During this past Carnival season, Hutson’s office was charged with coordinating the city’s last minute mad scramble to staff parade routes with supplemental police and sheriff’s deputies from around the state. Law enforcement agencies have made it an annual routine to hold Mardi Gras hostage in order to shake down the city for money. This act has only grown more farcical in recent years and, this year, Hutson’s participation has drawn particular scrutiny. According to reports, the Sheriff booked 13 or 15 hotel rooms for what looks like as many as 11 days and nights during the Carnival season, ostensibly for her staff and deputies. No audit can show exactly who used the rooms, though. After the story became a public controversy, Hutson announced the $18,000 hotel bill would be covered through private donations. This only raises further ethical questions, however. So does an expenditure of over $15,000 on a “conflict coaching” consultant to deal with the understandable push back from dissenting advisors among her staff. That money was poorly spent also. Hutson went ahead and fired four of her top staff anyway. At least one of them is considering filing for whistleblower status.

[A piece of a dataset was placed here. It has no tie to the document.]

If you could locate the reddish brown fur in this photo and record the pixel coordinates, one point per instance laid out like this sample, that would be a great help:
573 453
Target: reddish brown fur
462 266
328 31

The Orleans Parish Sheriff’s Office is a great black hole through which public resources are sucked into a carceral system that can only produce corruption and violence. Sheriff Hutson campaigned on promises to “reform” the quagmire. But since she took office, the jail population has only expanded. And now she is asking us to grow its budget. In the 2021 municipal runoff elections edition of our voter guide, we recommended voting for Susan Hutson in 2021 as an opposition candidate to then-sitting Sheriff Marlin Gusman with the understanding that “the Chapter does not consider Hutson nor any other actual or potential law enforcement officer an ally, but considers Hutson an enemy we can more effectively oppose as we continue our work to abolish carceral policing.” We can only conclude that the millage funds would be utilized by Sheriff Hutson’s office to pursue aims counter to our own stated goal of abolishing the carceral police state as we know it. Therefore, we recommend voting NO on Sheriff Hutson’s proposal, as confirmed by a unanimous vote of our General Membership.